Enjoy Reunion with Japanese Culture
• Many JET alumni and their friends enjoyed a reunion with Japanese culture at the 12th annual New Year’s Shinnenkai on January 17. The event was hosted by the JET Alumni Association (JETAA) of Chicago and the Consulate General of Japan at Chicago, and held at the Japan Information Center in the Consulate General’s office.
• JET is the acronym of the program called “the Japan
Exchange and Teaching”, where native English speakers teach English to
Japanese students or work with local institutions. It provides Japanese
students opportunities to communicate with native speakers while JET participants
have opportunities to experience life in Japan.
• After a welcoming address by Wesley Julian, JETAA Chicago
President, the attendees enjoyed food and drinks including their favorite
sushi. On the stage, many kinds of entertainments were presented.
• Evan Chears was interested in going to Japan since
he was child because his uncle was very much interested in Japanese martial
art and culture in general. In addition, his cousin was part Japanese.
In his college, his friends were interested in participating in the JET
program, so he applied for it with them. Consequently, he was only one
who was qualified as JET teacher.
• Before he was about to enter a classroom, a Japanese teacher advised him saying, “The students are very shy.” He had predicted it and prepared many masks of Japanese and American celebrities. When he pulled out the masks at a classroom and asked the students, “Who is this?” nobody said anything. The classroom was very silent. Then he started to use his skills with photography and computer graphics and made many interactive powerpoints to get the students more involved with learning English.

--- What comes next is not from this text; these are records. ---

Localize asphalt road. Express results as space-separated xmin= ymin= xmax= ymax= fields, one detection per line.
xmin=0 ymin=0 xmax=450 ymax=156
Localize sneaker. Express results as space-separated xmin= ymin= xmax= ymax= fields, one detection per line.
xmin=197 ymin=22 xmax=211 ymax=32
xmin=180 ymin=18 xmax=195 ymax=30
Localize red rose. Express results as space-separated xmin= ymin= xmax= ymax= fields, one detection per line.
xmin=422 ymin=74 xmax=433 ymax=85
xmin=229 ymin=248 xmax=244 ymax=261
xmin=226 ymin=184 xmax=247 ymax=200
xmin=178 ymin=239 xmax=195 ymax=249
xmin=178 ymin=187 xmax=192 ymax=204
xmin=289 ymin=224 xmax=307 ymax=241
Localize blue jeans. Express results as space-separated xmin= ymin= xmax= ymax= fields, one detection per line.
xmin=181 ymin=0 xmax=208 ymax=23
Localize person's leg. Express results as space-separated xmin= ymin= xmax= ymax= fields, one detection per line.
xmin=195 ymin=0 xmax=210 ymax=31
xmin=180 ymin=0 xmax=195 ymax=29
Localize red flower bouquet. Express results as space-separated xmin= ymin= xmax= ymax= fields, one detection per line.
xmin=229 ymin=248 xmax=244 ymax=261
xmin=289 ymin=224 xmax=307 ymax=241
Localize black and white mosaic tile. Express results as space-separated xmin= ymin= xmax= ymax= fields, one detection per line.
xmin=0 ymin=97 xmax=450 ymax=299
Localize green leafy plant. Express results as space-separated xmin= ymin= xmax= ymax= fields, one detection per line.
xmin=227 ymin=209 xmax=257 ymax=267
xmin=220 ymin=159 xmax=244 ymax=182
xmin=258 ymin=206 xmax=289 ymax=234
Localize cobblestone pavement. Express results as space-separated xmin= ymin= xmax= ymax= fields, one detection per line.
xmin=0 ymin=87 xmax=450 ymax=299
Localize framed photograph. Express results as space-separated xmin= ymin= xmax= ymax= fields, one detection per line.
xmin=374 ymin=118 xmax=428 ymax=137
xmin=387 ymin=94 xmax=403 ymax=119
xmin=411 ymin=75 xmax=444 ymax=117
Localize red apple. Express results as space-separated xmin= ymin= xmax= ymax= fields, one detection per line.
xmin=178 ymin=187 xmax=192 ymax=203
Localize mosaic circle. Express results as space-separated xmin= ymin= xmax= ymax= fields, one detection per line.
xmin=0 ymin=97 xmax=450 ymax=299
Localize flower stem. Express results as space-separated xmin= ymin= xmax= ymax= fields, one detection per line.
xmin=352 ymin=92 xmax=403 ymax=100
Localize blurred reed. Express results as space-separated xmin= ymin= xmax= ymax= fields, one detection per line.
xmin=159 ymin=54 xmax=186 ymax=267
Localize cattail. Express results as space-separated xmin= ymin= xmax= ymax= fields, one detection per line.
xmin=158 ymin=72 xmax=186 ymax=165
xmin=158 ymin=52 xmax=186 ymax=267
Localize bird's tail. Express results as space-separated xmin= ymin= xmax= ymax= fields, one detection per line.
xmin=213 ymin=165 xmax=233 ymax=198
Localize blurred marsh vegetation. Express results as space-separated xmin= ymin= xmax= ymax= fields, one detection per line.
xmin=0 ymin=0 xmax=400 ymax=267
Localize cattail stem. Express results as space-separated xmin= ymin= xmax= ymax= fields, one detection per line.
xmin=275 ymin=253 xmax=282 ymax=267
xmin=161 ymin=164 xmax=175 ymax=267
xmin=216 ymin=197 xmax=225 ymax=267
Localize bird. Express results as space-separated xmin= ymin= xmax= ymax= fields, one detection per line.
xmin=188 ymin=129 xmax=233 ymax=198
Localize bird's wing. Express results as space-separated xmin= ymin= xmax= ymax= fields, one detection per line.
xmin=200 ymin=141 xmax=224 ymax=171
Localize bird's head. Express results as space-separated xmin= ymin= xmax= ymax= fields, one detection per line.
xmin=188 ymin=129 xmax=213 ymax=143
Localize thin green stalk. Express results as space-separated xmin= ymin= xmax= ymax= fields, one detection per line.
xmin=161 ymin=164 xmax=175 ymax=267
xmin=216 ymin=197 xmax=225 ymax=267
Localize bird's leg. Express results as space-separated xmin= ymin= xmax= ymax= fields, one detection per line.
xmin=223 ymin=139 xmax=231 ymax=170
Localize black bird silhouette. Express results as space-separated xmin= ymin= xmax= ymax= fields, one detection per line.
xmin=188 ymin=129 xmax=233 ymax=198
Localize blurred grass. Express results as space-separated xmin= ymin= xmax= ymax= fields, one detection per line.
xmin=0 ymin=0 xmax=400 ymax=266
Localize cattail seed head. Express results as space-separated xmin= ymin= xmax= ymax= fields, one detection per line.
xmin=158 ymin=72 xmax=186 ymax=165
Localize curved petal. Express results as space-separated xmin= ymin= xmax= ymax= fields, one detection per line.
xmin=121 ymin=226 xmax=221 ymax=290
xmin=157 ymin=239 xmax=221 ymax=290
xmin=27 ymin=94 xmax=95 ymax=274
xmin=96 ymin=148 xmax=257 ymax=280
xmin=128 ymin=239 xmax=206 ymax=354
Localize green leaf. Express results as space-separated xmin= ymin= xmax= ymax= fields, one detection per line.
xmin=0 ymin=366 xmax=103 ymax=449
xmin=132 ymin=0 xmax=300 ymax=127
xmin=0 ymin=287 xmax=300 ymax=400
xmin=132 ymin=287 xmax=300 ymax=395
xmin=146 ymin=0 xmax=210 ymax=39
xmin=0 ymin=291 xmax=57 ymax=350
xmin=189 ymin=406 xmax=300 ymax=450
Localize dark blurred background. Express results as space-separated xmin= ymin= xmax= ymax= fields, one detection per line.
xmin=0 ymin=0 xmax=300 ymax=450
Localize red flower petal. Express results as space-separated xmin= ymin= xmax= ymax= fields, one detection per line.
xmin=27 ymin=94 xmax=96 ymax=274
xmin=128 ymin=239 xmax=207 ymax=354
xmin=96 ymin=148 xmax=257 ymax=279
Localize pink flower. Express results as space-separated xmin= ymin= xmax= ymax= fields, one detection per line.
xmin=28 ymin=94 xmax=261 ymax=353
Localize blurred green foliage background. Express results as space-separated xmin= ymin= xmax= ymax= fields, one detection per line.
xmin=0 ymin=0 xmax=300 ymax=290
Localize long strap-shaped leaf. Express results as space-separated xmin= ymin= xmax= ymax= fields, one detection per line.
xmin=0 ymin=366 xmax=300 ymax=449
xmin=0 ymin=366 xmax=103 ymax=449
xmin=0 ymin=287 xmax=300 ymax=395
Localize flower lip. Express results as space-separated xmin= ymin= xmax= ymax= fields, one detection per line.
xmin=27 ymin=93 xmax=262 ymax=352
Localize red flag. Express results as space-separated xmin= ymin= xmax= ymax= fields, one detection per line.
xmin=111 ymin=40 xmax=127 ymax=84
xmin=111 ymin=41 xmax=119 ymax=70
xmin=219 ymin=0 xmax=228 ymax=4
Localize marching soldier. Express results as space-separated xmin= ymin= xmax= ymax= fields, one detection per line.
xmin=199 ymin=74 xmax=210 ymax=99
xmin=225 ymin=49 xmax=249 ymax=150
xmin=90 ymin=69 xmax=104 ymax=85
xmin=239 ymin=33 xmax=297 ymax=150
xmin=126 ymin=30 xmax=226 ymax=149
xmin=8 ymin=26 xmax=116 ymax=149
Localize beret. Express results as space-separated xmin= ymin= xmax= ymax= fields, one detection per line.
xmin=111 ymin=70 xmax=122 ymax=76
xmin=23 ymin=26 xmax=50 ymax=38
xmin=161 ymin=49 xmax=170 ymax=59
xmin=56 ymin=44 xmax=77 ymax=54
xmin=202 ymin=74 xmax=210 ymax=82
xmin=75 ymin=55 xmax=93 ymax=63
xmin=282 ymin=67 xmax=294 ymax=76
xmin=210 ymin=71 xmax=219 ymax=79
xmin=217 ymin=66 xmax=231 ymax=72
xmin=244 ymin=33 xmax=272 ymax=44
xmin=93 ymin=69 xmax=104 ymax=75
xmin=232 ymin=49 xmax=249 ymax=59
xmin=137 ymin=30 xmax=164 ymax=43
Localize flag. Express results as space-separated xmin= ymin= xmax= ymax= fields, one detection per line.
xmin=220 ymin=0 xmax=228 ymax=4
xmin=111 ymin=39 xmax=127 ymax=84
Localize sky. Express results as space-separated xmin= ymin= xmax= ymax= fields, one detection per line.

• Mito is famous with natto, which is fermented soy beans with a stale smell, but one of the favorite items for breakfast in Japan. Chears politely said, “I liked it more than I thought, but I’m still not in love with it.” He once encountered natto ice cream in an izakaya (tavern) and said, “It was craziest thing I’d ever tasted.”
• During a summer break, he traveled around Japan, and one of the most impressive places was Hiroshima. He said, “Seeing all kinds of devastation exhibited in the Peace Museum, you really are able to understand how severe it was during at that time, but walking around Hiroshima was now beautiful.” He also said, “It was really interesting how that area was able to recover. It would be the spirit of Japanese people which enabled them to overcome these hardships. It was really moving.”
• Chears returned to Chicago at the end of August, 2014.
The most impressive event happened to him just before he left Japan. He
was interviewed by the TV crew of the popular program, “Why are you here
in Japan,” and they decided to follow him for weeks.
• Shannon Copp participated in JET program from 2006 to 2008. She previously studied Japanese and Japanese Buddhism in college, so she was very much interested in going to Japan. She said, “Reading about Japan and living in Japan was very different. I wanted to see real life in Japan, not just in pages in a book.” She requested Shiga Prefecture where Enryakuji was located while she was applying to JET. The temple is well known for accommodating warrior monks when Kyoto was the capital of Japan.
• She taught English at a middle high school in Echigawa
Cho, in Shiga, where about 350 students were excited to learn from her.
She tried to make them more and more excited.
• She often rode a bike and visited temples. Only a 10-minute
ride from one temple brought her to another temple. She said that Ishiyama
dera was her favorite place in the world.
• When she arrived at Tokyo from Chicago, she accidentally
ordered Gyudon (a bowl of rice with cuts of beef) and natto as her first
meal in Japan. She said, “It was a learning experience.”
• After returning to the U.S., she had a hard time.
“It was difficult to come back because on JET, you make close friendships,
ones which were so close. You come to the U.S., where everyone speaks
English. It’s more difficult to go from having such very close friends
to having not so close friends. So, it was very difficult to make a transition.”
The attendees play Japanese card game called "karuta."
The attendees enjoy punding mochi.
The attendees practice Japanese calligraphy at JET alumni New Year's Shinnenkai.